Le raisonnement qui barre la couverture de l’hebdomadaire est implacable, mais particulièrement pernicieux dans ses blancs. Car une fois posée la « digue » et après l’avoir articulée à l’hypothèse « Si…, alors… », on comprend qu’il faut choisir entre deux mondes. Soit le Mali ne rompt pas ; soit le Mali rompt. Or de l’autre côté de la rive, il n’y a qu’un monde acceptable : « l’Europe ne sera pas submergée ». De choix, finalement, il n’y en a pas. N’existe que ce qui a été proposé, imposé. La pression s’entend d’autant mieux qu’il revient au lecteur de compléter les blancs du texte. Pour quelle raison un chef d’Etat s’adresse-t-il directement à ceux qui, en France, contestent le bien-fondé de « Barkhane » ? La question vaut 1 million d’euros. Encore qu’il faille ajouter à ces espèces sonnantes et trébuchantes les millions d’âmes qu’épouvante la perspective du raz-de-marée.

« Invest in Mali », dit le slogan

L’Europe menacée par les flots, dévastée, rasée par des vagues incessantes… mais de quoi ? « De forces négatives » qui visent aussi le Maghreb, précise IBK. En effet, avant de submerger l’Europe, il faut engloutir d’abord le Maroc, l’Algérie, la Libye, la Tunisie et l’Egypte. Parlons-nous encore de terroristes quand, dans l’imaginaire commun, la référence à la mer renvoie aux images des migrants mourant dans les eaux de la Méditerranée et échouant sur les côtes européennes ? N’alimente-t-on pas la croyance et la peur des « invasions barbares » ? Mais puisque rien de tel n’a été dit, il n’y a pas lieu d’assumer. L’évidence échappe encore à la contestation : c’est le principal avantage du « laisser entendre ».

Pour autant, s’agissant des faits, le Mali est-il « un lieu de passage et d’aguerrissement », comme le dit IBK ? Sans conteste, il constitue une étape de transit pour les migrants, et aussi un point de départ. Mais cette route n’est pas la seule. Et dans le nord du Mali, les terroristes ne passent pas, ils y viennent, surtout du Maghreb, pour y « commercer » et y rester. Trafics de drogue, de cigarettes, d’armes ou de migrants, le Sahel regorge d’opportunités d’investissements lucratifs. « Invest in Mali », dit le slogan.

Si « Barkhane » a succédé à « Serval » comme « Serval » à « Epervier », avant d’être peut-être remplacée par les forces du G5 Sahel, c’est du fait de l’implantation terroriste qui menaçait de disparition le Mali avec l’avènement d’un nouvel Etat islamiste. Le Mali mythique comme l’Etat malien. Un mix africain du scénario irako-syrien et de l’émirat taliban en Afghanistan. Un ovni dans les relations internationales, une aberration née de l’intervention libyenne en 2011, du vide de la gestion de « l’après-Kadhafi », un risque capable d’entraîner avec lui plus d’un Etat sahélien.
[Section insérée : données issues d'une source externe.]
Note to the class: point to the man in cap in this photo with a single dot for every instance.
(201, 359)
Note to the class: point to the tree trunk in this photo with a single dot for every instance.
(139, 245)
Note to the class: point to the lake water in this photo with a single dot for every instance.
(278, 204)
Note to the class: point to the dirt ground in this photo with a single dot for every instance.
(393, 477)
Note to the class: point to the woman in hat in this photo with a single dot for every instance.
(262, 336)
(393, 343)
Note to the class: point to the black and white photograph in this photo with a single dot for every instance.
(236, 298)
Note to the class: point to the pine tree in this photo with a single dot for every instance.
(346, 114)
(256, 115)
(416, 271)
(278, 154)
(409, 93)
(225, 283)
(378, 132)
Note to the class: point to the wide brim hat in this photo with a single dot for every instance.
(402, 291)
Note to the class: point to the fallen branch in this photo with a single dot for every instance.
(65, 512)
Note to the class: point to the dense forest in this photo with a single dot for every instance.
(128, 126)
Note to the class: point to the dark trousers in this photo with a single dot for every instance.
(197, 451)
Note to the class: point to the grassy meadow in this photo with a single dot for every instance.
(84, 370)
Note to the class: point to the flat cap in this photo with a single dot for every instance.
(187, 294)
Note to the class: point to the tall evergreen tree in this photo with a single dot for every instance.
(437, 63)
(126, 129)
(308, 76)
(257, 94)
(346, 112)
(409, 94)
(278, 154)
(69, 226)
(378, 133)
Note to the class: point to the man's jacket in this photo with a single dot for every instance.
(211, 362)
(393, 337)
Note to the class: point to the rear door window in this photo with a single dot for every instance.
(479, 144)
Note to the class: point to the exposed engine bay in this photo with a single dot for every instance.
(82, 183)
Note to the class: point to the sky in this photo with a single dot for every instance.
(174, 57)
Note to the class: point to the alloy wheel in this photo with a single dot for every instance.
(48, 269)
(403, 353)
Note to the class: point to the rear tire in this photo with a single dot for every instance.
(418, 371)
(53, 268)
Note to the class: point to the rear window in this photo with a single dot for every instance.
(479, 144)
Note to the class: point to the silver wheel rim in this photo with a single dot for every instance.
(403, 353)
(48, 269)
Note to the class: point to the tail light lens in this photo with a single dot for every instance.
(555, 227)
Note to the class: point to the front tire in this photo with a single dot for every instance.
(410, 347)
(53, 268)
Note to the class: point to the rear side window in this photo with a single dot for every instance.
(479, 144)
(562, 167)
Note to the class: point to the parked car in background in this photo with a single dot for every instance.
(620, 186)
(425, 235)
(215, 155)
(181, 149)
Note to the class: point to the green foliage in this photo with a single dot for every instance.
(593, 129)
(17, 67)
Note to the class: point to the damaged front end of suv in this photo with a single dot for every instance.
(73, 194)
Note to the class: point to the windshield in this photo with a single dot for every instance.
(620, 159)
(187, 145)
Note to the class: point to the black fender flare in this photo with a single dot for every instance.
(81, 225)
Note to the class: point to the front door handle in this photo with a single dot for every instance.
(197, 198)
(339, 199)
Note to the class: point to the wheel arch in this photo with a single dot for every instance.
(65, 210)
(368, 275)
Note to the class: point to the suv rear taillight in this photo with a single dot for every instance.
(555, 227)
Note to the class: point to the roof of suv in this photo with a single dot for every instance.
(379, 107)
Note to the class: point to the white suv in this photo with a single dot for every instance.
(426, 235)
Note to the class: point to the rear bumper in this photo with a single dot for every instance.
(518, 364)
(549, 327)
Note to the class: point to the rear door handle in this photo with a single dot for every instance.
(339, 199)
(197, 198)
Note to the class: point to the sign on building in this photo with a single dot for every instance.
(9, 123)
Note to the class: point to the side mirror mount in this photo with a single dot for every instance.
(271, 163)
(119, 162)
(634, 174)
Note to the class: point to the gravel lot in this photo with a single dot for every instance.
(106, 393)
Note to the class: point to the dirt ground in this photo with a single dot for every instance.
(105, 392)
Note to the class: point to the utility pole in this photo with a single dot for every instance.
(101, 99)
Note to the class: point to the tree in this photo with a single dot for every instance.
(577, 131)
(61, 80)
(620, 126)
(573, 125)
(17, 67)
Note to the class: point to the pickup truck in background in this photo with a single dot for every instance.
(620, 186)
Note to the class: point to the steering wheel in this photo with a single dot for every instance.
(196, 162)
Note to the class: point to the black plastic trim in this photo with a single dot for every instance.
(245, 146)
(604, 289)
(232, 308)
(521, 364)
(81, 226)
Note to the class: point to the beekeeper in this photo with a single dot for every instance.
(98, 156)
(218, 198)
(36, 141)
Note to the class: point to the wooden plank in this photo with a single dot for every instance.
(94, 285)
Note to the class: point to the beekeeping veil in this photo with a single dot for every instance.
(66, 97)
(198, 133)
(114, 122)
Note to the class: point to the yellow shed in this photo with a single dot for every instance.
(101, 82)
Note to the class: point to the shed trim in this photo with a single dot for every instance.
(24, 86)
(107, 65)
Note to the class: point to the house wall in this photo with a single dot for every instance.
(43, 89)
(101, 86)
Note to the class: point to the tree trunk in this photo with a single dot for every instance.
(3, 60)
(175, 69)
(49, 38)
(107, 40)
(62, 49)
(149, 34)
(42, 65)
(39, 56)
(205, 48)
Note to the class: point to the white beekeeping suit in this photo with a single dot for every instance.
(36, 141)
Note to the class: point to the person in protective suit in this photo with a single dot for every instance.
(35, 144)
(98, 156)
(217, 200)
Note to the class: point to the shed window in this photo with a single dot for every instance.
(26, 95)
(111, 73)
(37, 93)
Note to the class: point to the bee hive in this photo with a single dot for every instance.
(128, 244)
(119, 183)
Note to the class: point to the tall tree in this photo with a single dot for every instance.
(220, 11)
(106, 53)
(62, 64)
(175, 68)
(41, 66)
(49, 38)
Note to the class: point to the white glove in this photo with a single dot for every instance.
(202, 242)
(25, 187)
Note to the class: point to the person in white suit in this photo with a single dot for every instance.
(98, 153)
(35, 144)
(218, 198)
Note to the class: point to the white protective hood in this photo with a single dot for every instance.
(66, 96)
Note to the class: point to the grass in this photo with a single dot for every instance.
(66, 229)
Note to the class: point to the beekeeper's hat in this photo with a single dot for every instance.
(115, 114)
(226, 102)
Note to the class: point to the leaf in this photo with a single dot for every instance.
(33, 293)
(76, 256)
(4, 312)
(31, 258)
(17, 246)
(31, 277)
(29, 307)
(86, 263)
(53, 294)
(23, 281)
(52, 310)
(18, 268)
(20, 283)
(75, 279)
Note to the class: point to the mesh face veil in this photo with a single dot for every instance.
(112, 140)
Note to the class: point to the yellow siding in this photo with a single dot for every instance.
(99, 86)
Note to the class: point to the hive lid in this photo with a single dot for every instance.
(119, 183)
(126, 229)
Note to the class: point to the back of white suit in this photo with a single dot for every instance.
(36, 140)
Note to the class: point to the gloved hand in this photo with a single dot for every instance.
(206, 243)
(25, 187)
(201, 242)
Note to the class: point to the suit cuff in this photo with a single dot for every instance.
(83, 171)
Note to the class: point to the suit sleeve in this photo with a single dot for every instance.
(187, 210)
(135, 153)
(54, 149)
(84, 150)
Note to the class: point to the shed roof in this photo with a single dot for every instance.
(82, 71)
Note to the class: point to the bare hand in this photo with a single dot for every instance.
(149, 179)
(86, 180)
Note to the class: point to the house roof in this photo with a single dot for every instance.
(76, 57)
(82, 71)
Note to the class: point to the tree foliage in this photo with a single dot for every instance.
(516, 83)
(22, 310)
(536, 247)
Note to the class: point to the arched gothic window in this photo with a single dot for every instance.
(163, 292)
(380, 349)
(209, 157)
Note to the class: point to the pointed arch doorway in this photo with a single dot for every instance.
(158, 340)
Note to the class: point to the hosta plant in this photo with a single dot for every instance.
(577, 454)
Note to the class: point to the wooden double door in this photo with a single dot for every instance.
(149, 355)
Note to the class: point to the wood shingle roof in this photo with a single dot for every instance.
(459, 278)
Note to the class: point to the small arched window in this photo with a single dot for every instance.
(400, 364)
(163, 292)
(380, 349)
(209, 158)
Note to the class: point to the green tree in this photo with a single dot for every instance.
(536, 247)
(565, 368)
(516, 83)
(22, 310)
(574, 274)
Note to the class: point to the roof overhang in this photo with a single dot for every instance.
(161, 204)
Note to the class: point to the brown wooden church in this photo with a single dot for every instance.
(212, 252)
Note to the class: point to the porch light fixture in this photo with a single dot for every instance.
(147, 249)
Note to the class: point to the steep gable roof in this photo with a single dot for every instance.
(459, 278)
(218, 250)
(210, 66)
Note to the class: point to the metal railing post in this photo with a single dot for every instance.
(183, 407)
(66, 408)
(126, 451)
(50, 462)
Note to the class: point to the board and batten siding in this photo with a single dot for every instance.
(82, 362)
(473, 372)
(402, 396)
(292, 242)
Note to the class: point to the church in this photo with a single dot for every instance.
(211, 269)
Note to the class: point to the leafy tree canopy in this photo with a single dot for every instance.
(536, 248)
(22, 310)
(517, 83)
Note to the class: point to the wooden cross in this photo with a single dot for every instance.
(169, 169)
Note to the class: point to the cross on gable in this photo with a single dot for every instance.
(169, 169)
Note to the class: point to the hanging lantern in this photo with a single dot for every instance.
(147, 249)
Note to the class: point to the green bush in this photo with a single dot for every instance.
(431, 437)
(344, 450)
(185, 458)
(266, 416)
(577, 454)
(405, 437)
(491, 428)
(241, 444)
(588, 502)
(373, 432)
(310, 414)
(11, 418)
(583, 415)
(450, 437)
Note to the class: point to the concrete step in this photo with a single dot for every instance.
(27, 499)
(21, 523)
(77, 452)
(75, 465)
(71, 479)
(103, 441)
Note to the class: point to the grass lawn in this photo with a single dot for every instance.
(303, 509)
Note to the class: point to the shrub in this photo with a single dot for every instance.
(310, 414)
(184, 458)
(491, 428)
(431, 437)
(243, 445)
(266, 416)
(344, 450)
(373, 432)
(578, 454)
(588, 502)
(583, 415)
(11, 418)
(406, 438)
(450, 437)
Le « service après-vente » de la France

Le Sahel constitue effectivement un enjeu. Si quelques hommes en armes suffisent à abattre un Etat, qui pour arrêter ensuite la chute des dominos ? Le G5 Sahel ? L’armée tchadienne ? Au centre d’un conflit aux frontières de la Libye et du Maghreb, qui plus est un conflit à forte composante religieuse ? La France n’a pas à choisir entre quitter le Mali ou y rester, elle l’a déjà fait. « Barkhane » représente le choix du non-engagement permanent en Libye, celui d’hier, celui d’aujourd’hui. La question qui se pose est de savoir jusqu’à quand la France assurera le « service après-vente » ? Pour reprendre les mots d’IBK, « la France ne défend pas que le Mali », « elle se défend elle-même ». La métaphore adéquate n’est pas celle de l’eau qui submerge, plutôt celle du virus qui contamine. Car il s’avère toujours moins coûteux de combattre le mal hors du corps avant qu’il ne vous affecte.

Mouvements radicaux et groupes terroristes enfièvrent toujours le Mali et tirent le mercure de l’insécurité à la hausse. Au Sahel, des menaces désormais structurelles, financées par les commerces illicites, prospèrent sur le terreau fertile de la gouvernance déficiente. Le Mali ne le sait que trop, ces maux sont mortels. Certes, il est plus glorieux de se présenter comme une « digue » que comme un « néant » ou un corps malade. Mais la réalité ne se conforme pas au rôle que se donne l’Etat malien. Le Mali ne protège pas l’Europe des périls, le Mali est en péril. Or cette réalité-là est à taire.

Sarah-Jane Fouda est consultante en communication, spécialiste du discours et de l’argumentation. Elle enseigne la logique informelle à l’Université Paris-III Sorbonne-Nouvelle.